Director
Heinrich von Kleist
The Broken Jug
Original title: Der zerbrochne Krug
A comedy
Opening night
13 April 2019
Main Stage
Duration:
110 minutes, no interval
Creators
Cast
Walter, a justice counsellor
Adam, a village judge
Licht, a clerk
Frau Martha Rull
Eve, Marthaʼs daughter
Veit Tümpel, a coppersmith
Timon Šturbej/Domen Novak
Ruprecht, Veitʼs son
Frau Brigitte
Hanfried, a bailiff
Zvezdana Mlakar/Sabina Kogovšek
Greta, a maid
The Broken Jug (first staged in 1808, published in 1811), a multifaceted comedy and one of the best known plays by Heinrich von Kleist, is considered a canonical work of German romanticism.
Kleist wrote The Broken Jug soon after the two famous Slovenian comedies by Linhart gave birth to our modern theatre. Similarly, The Broken Jug revolves around the disclosure of unchaste erotic agenda of a man holding a social position of power. Or rather, in the case of Tulpenheim and Micka by Linhart, he only pretends to hold one. This goes to show that men of influence and distinction who desire physical intimacy with pretty young girls of lower classes against their will were notorious in the world of comedy long before the scandals that shocked Hollywood last year erupted. However, in The Broken Jug, the victim of judge Adam’s lust is not the young Eve, but her mother, whose jug was broken by the judge during his nightly romp. What distinguishes Kleist’s comedy is a clever twist according to which the village judge is to detect and condemn the person who committed the act, while the viewer from the very beginning understands that the perpetrator is the judge himself. And given that the character at stake is a »devil’s advocate«, it is the word play that helps judge Adam elude the truth, along with his relentless attempts to evade it despite the ruthless facts, that represents the main attraction of the play. Despite the fact that the perpetrator’s (i.e. Kleist’s) verbal skills fail to prevent the ultimate disclosure, the victim of his deeds finds no solace and will have to seek justice at a higher court. This is what makes the comedy so relevant for today’s world in an entirely concrete and socially realist way.
Andrej Rozman Roza
What you see in front of you is shards,
the most beautiful jug has been broken in two.

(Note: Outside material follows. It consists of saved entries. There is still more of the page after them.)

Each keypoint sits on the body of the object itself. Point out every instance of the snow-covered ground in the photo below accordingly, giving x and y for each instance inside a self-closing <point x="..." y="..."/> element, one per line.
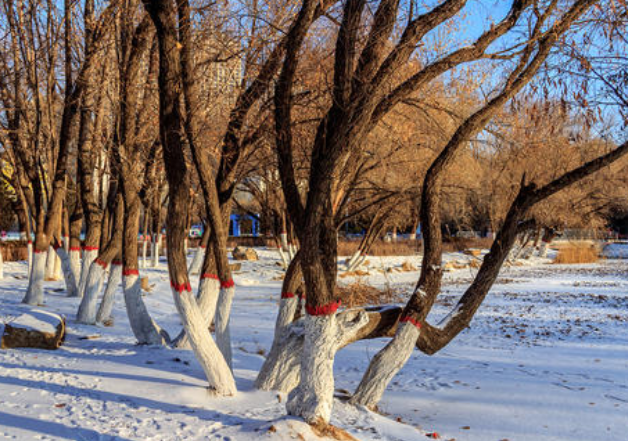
<point x="546" y="358"/>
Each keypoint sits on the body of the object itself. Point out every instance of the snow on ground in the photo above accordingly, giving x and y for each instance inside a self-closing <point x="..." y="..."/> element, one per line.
<point x="546" y="358"/>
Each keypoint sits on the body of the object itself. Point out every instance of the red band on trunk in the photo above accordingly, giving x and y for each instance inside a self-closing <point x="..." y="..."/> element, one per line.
<point x="227" y="284"/>
<point x="328" y="309"/>
<point x="182" y="287"/>
<point x="408" y="319"/>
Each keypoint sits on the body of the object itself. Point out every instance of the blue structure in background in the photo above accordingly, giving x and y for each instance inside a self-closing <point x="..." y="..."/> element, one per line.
<point x="236" y="220"/>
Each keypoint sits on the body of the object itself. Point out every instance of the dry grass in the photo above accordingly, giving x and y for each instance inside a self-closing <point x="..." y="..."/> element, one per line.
<point x="381" y="248"/>
<point x="577" y="253"/>
<point x="460" y="244"/>
<point x="361" y="294"/>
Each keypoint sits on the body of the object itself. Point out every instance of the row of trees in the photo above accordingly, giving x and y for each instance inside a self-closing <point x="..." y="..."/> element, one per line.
<point x="333" y="111"/>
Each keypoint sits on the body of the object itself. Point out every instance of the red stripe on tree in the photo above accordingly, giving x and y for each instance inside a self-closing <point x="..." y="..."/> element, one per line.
<point x="328" y="309"/>
<point x="227" y="284"/>
<point x="182" y="287"/>
<point x="130" y="272"/>
<point x="408" y="319"/>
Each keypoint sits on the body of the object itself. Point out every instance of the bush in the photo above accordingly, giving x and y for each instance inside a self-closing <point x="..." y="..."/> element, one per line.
<point x="381" y="248"/>
<point x="577" y="253"/>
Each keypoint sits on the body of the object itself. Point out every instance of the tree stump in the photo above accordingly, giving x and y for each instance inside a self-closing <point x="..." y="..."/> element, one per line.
<point x="34" y="329"/>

There used to be a painting here,
where now a void and emptiness gape …
What is now a pile shards, used to be a clay jar with a painting on it. The painting depicted a story – the history of the Netherlands. Where there used to be a story-history, there is now but a hollow void, nothingness, no-thing. All that is left of Charles V are the legs, and of Philip of Spain, only the butt remains. A metaphor of our shattered places and our shattered time following the the end of history. Of shattered heroes of a shattered society.
Judge Adam is hardly a hero of History. He is, however, definitely a hero of our time. In a short period of time, he manages to commit almost any instance of foul play: evading responsibility, lying, forging documents, extortion, withholding evidence, urging people by threats and bribery to testify falsely, sexual harassment, evading prosecution etc.

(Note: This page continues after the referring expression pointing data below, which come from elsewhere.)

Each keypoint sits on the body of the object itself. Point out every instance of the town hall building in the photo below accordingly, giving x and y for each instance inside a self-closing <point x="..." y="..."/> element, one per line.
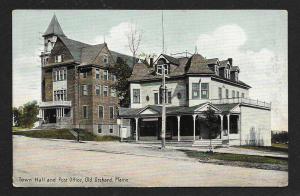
<point x="194" y="84"/>
<point x="77" y="84"/>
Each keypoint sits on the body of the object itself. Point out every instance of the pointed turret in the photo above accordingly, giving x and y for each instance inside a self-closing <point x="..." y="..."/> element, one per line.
<point x="54" y="28"/>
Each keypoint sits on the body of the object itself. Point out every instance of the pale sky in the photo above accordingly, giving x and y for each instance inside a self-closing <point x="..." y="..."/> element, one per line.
<point x="256" y="40"/>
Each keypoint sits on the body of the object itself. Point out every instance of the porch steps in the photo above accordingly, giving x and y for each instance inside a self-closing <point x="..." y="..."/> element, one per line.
<point x="206" y="143"/>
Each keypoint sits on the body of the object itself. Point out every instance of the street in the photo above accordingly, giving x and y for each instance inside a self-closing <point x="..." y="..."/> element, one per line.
<point x="61" y="163"/>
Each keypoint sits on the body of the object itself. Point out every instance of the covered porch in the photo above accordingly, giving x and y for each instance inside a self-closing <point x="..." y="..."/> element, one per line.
<point x="182" y="123"/>
<point x="57" y="114"/>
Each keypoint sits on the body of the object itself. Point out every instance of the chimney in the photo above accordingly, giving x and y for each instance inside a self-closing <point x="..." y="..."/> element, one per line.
<point x="230" y="61"/>
<point x="151" y="61"/>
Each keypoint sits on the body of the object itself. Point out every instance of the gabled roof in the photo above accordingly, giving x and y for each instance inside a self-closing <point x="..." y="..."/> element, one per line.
<point x="89" y="54"/>
<point x="74" y="47"/>
<point x="54" y="28"/>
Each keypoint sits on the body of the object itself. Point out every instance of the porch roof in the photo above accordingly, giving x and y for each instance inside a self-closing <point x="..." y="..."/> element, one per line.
<point x="173" y="110"/>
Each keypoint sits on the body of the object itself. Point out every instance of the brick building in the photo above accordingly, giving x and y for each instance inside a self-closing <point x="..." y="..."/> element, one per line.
<point x="77" y="84"/>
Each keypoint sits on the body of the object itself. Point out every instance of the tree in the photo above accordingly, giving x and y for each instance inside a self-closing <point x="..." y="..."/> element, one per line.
<point x="28" y="114"/>
<point x="211" y="121"/>
<point x="122" y="71"/>
<point x="134" y="38"/>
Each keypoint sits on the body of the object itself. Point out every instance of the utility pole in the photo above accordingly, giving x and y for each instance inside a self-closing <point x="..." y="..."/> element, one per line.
<point x="163" y="111"/>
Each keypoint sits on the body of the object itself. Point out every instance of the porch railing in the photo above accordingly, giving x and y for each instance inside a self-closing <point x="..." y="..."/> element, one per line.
<point x="242" y="100"/>
<point x="55" y="103"/>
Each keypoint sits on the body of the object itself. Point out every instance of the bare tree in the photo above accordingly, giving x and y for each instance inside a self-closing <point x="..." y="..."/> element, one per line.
<point x="134" y="37"/>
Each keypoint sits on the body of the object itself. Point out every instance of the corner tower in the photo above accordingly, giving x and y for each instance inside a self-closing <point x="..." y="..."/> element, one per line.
<point x="50" y="37"/>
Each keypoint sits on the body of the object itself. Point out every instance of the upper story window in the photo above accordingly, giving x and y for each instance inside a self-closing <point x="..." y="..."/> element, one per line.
<point x="233" y="94"/>
<point x="195" y="90"/>
<point x="105" y="74"/>
<point x="105" y="91"/>
<point x="156" y="98"/>
<point x="236" y="76"/>
<point x="216" y="70"/>
<point x="59" y="74"/>
<point x="97" y="89"/>
<point x="84" y="89"/>
<point x="220" y="93"/>
<point x="105" y="58"/>
<point x="60" y="95"/>
<point x="85" y="111"/>
<point x="136" y="95"/>
<point x="204" y="90"/>
<point x="169" y="97"/>
<point x="97" y="73"/>
<point x="160" y="68"/>
<point x="100" y="111"/>
<point x="111" y="112"/>
<point x="58" y="58"/>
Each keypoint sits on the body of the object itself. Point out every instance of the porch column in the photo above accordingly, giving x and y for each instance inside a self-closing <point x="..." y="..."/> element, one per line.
<point x="43" y="117"/>
<point x="194" y="123"/>
<point x="178" y="128"/>
<point x="136" y="129"/>
<point x="228" y="125"/>
<point x="221" y="117"/>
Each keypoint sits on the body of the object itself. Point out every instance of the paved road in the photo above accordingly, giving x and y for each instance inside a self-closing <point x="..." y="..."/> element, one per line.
<point x="46" y="162"/>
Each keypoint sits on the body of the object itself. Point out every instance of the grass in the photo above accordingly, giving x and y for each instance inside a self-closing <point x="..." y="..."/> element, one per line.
<point x="275" y="147"/>
<point x="64" y="134"/>
<point x="235" y="157"/>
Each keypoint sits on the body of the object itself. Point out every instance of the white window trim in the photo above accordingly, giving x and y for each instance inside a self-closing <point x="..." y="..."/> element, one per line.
<point x="99" y="111"/>
<point x="113" y="112"/>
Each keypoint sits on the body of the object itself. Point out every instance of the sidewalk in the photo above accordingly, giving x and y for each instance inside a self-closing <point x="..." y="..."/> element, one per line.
<point x="230" y="150"/>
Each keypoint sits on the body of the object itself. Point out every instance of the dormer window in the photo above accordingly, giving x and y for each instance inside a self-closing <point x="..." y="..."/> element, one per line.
<point x="216" y="70"/>
<point x="236" y="76"/>
<point x="160" y="68"/>
<point x="58" y="58"/>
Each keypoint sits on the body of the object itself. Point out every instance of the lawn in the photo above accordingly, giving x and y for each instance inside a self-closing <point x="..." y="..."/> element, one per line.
<point x="235" y="157"/>
<point x="64" y="134"/>
<point x="280" y="147"/>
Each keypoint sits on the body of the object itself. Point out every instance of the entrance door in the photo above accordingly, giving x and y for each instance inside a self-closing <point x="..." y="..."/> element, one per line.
<point x="149" y="127"/>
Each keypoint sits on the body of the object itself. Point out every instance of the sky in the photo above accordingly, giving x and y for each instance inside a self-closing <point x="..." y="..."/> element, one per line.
<point x="255" y="39"/>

At a first glance, this theatre gag puts together broken pieces of testimonies into a story that touches the deepest human impulses – the protagonists are constantly and tragicomically hanging over the edge of the precipice of nothingness, whether they are to blame for it or not.
Kleist was inspired by a certain painting or a copper engraving. He was challenged by tiny psychological details on an old engraving depicting a dramatic moment of a court trial somewhere in the rural Netherlands. On the basis of these details –psychological shards – he developed a story, which is a study of complex and complicated human nature, condemned to alternate between the good and the bad, a story of the abuse of power and authority, a story of greed, lust, damnation to life in the grip of banality and of banal usurpers of power and authority.
I have a feeling our task consists of awakening the story of the painting which was shattered into two versions by Kleist – the shards of its ending. What are we to do now, when instead of paintings depicting a complexity of human nature, we find nothing but a gaping »void and emptiness«?